La detección temprana hace una diferencia enorme. Cuando las lesiones se encuentran en etapas iniciales, las posibilidades de tratamiento y control suelen ser mucho mejores. Por eso revise la piel de vez en cuando no es exageración. Observar, espalda, brazos, cara, piernas, cuello y zonas donde antes no había manchas puede ayudar muchísimo a detectar cambios importantes antes de que el problema avance demasiado.
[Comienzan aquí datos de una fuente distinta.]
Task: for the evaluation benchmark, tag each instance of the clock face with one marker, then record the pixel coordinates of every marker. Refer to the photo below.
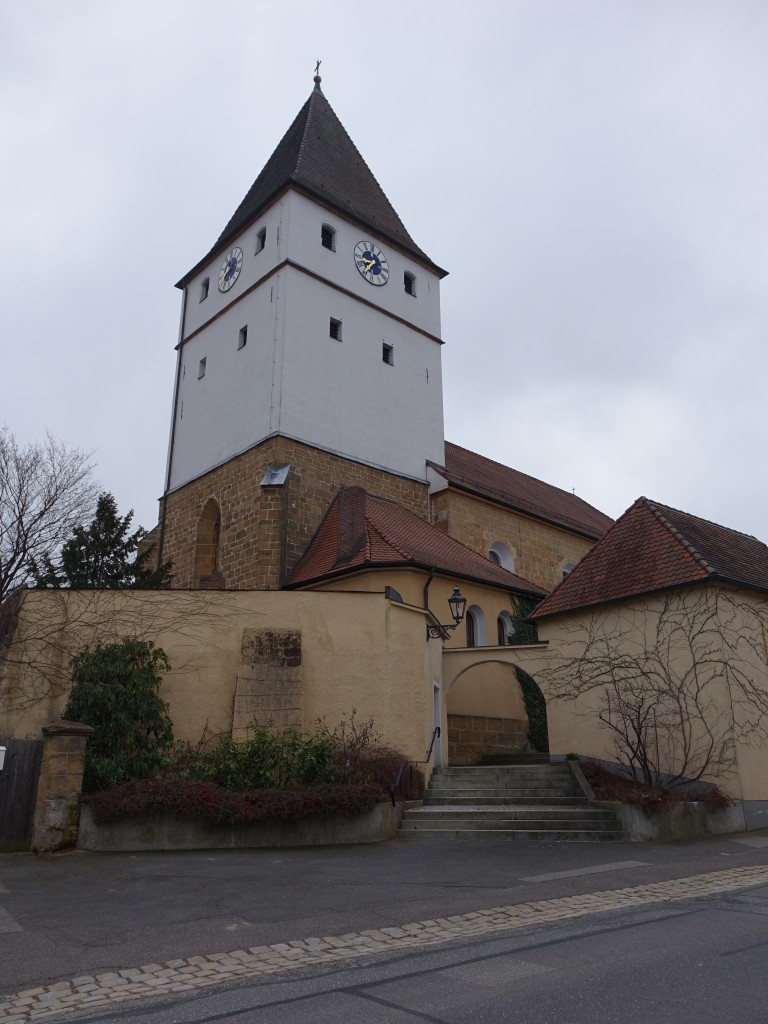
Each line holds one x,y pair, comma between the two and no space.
230,268
372,263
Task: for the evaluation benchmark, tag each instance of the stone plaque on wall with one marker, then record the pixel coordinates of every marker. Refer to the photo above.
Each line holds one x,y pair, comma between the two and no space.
269,691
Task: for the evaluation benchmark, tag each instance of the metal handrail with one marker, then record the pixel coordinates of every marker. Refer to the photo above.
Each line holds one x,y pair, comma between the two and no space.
395,785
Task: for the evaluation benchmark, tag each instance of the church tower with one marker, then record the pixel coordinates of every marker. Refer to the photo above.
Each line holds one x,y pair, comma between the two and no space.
308,359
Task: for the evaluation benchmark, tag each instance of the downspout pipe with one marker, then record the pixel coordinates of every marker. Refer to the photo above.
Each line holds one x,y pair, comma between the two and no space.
176,386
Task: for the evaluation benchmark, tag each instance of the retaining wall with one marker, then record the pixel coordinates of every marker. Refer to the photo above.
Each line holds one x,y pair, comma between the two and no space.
168,833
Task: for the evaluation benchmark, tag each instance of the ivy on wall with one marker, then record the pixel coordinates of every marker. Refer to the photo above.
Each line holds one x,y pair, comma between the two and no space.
536,709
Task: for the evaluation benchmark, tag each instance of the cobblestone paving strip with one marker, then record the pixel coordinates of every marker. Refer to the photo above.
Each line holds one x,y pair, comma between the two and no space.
186,975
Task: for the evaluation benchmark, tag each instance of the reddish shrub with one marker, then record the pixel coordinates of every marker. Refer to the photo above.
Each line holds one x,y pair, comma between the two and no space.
205,801
608,785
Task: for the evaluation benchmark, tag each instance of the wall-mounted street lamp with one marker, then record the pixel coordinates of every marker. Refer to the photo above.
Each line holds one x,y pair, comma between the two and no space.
458,605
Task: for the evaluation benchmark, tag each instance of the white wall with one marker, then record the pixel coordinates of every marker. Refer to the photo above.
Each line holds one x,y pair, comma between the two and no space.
292,377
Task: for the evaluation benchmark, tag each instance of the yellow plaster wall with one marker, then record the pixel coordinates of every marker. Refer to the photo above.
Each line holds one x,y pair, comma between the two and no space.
573,724
358,652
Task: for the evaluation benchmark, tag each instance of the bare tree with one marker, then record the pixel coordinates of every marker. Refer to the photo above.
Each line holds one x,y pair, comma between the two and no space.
679,681
46,489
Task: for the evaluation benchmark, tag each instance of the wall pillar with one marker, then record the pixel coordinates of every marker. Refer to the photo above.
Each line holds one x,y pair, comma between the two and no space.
57,807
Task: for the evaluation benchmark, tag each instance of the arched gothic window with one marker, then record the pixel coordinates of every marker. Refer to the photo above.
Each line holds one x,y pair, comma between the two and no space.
475,627
207,546
501,553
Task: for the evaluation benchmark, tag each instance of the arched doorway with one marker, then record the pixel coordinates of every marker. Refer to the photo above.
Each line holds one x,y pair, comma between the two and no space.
207,547
496,711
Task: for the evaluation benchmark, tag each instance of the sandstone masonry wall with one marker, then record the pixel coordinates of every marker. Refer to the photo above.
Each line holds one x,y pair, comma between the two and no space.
541,551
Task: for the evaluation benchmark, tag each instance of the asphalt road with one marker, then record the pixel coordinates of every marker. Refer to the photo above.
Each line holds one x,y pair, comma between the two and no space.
688,964
78,913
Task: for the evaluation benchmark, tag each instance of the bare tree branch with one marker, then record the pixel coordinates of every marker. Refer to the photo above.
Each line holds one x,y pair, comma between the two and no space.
46,489
679,680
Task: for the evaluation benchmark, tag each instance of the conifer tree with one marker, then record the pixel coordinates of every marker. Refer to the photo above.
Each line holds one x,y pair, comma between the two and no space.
103,555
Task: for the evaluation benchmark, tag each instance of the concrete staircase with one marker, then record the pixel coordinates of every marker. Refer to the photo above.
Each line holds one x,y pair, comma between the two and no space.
505,802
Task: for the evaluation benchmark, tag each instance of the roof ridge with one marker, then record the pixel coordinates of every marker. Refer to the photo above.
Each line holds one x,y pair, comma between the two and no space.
520,472
535,507
450,537
710,522
656,511
383,534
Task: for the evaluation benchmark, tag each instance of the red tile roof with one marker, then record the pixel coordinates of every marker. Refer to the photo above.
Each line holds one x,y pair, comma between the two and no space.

También importa proteger la piel diariamente. Muchas personas solamente usan protección solar cuando van a la playa, pero el sol del día a día también daña. Trabajar bajo el sol, manejar durante horas, caminar constantemente o pasar mucho tiempo expuesto sin protección va acumulando desgaste aunque la persona no se queme de inmediato.
Y algo que casi nadie piensa es que muchas veces el cuerpo avisa desde afuera lo que está pasando por dentro. La piel cambia de color, de forma, de textura o empieza a mostrar lesiones que antes no existían. Ignorar esos cambios solamente porque “se ve pequeño” es uno de los motivos por los que muchas personas llegan tarde.
Porque un lunar raro no siempre será algo peligroso, pero cuando la piel empieza a cambiar y el cuerpo insiste en mostrarlo, lo peor que alguien puede hacer es acostumbrarse a verlo todos los días hasta que ya sea demasiado tarde para reaccionar con calma.